Dead quiet held for three full seconds before the away corner's celebration grew louder, four hundred voices drowning out twenty-three thousand, and then scattered groans rippled through the Curva Nord, frustration mixing with disbelief because Atalanta had dominated possession for half an hour and Lecce had scored from their first real chance.

Demien's jaw set as he walked back to position, his mind already shifting because one goal down at home meant everything had to change, and the mission HUD in his peripheral vision showed the numbers that hadn't moved: still 0/2 involvements, still 0/6 duels, still seventy percent pass accuracy that meant nothing without goals.

Sixty-two minutes left. Time to wake up.

30th–40th Minute

Demien jogged back to the center circle for the restart, and his mind was already working through the problem because thirty minutes of playing between the lines had gotten him nowhere except kicked, and Lecce's three-man marking system meant every time he received the ball facing forward there were already two bodies on him with a third arriving before he could turn.

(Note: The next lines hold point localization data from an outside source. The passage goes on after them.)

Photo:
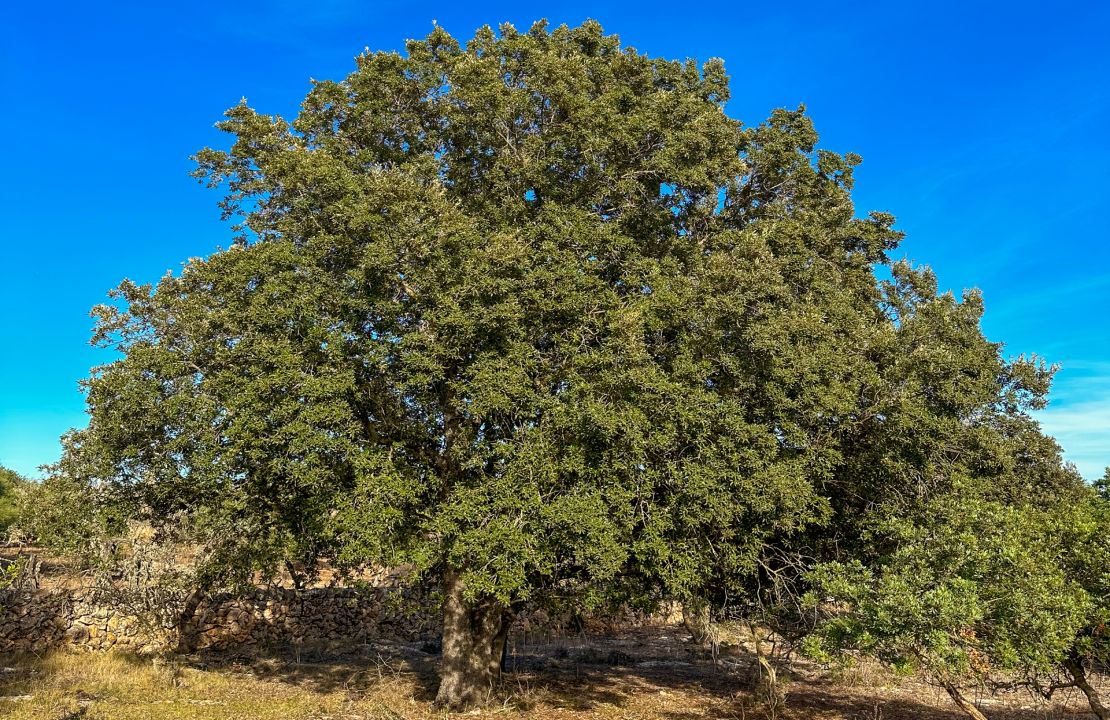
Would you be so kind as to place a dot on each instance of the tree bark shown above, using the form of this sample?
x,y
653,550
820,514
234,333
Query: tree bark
x,y
473,646
1075,667
962,702
188,629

So he stopped trying to receive between the lines.

The next time Atalanta built from the back, Demien dropped five yards deeper than before, sitting almost in line with De Roon and Koopmeiners rather than floating ahead of them, and the adjustment was subtle enough that Lecce's defensive structure didn't immediately recognize the change, their midfielders still holding their positions between the lines where Demien had been operating all half.

From this new position everything opened up differently.

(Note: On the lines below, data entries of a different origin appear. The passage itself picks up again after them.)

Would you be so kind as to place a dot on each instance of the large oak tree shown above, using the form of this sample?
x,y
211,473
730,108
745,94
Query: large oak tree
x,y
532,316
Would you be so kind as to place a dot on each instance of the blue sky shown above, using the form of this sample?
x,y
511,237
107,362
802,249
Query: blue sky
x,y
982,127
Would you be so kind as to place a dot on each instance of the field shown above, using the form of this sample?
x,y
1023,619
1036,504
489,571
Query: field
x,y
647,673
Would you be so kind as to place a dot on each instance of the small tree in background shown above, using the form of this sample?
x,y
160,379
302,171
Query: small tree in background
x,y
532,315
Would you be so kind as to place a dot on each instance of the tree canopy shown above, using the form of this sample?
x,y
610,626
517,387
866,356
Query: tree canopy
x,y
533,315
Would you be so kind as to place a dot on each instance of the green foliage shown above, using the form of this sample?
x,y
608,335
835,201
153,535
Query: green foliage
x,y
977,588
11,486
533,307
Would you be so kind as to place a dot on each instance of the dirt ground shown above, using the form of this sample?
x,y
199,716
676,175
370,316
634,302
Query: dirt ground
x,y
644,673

Demien could see the full width of the pitch, both touchlines in his peripheral vision, and more importantly he could see Lecce's defensive block before he received the ball rather than after, his eyes scanning the gaps between their yellow shirts, the distances between their lines, the moments when one defender pushed too high or another dropped too deep, and those gaps lit up in his mind like vision lines across the grass, laser grids showing him exactly where space would appear half a second before it actually did.

Hjulmand and Baschirotto followed him deeper instinctively, but now they were fifteen yards further from their defensive line, stretched thin, and Blin couldn't cover both the space Demien had vacated and the passing lanes he was opening from deeper, the Lecce midfielder caught between two jobs and doing neither properly.

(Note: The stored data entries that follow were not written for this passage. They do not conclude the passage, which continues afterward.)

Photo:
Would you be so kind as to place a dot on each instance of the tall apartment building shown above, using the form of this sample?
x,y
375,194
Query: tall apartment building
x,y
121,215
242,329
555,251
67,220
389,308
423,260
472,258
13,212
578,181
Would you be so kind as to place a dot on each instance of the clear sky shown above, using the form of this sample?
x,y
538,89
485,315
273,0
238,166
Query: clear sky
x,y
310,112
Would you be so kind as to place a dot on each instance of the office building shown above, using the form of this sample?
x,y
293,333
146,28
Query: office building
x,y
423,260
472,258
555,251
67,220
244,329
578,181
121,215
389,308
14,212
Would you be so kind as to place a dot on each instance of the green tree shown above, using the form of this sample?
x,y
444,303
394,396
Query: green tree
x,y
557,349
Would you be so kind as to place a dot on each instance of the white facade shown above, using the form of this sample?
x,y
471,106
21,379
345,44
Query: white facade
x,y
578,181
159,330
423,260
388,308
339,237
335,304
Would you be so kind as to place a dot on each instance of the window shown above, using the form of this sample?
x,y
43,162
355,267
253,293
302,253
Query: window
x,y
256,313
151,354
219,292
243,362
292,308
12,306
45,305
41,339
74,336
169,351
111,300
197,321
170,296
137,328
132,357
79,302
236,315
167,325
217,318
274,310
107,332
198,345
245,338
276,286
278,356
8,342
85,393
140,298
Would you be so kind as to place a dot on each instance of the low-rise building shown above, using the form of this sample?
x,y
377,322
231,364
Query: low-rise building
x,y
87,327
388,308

Demien's first touch from this position went sideways to Koopmeiners, simple and safe, nothing ambitious, just testing the new geometry, and Lecce's block held because the pass went nowhere dangerous.

His second touch came thirty seconds later, another drop to receive from Tolói, and this time when Hjulmand pressed him Demien didn't try to turn, he just laid it back to De Roon and moved again, dragging Baschirotto with him and opening a channel that hadn't existed before.

The third touch was when Lecce's midfield realized the problem.

He was done waiting for them to make mistakes.

Now he'd force them.

34th Minute – The Back-Heel

Tolói collected the ball deep in his own half under immediate pressure from Lecce's forward press, and rather than go long he played it short to Demien who had dropped all the way to the edge of his own box to receive, and two yellow shirts closed instantly because Lecce's game plan hadn't changed even with the lead.

Hjulmand came from the right, Blin from the left, both converging with aggressive body shapes designed to force a mistake or win the ball, and Demien's first touch took him slightly forward into the trap they'd set, his back to goal, both defenders closing the remaining space.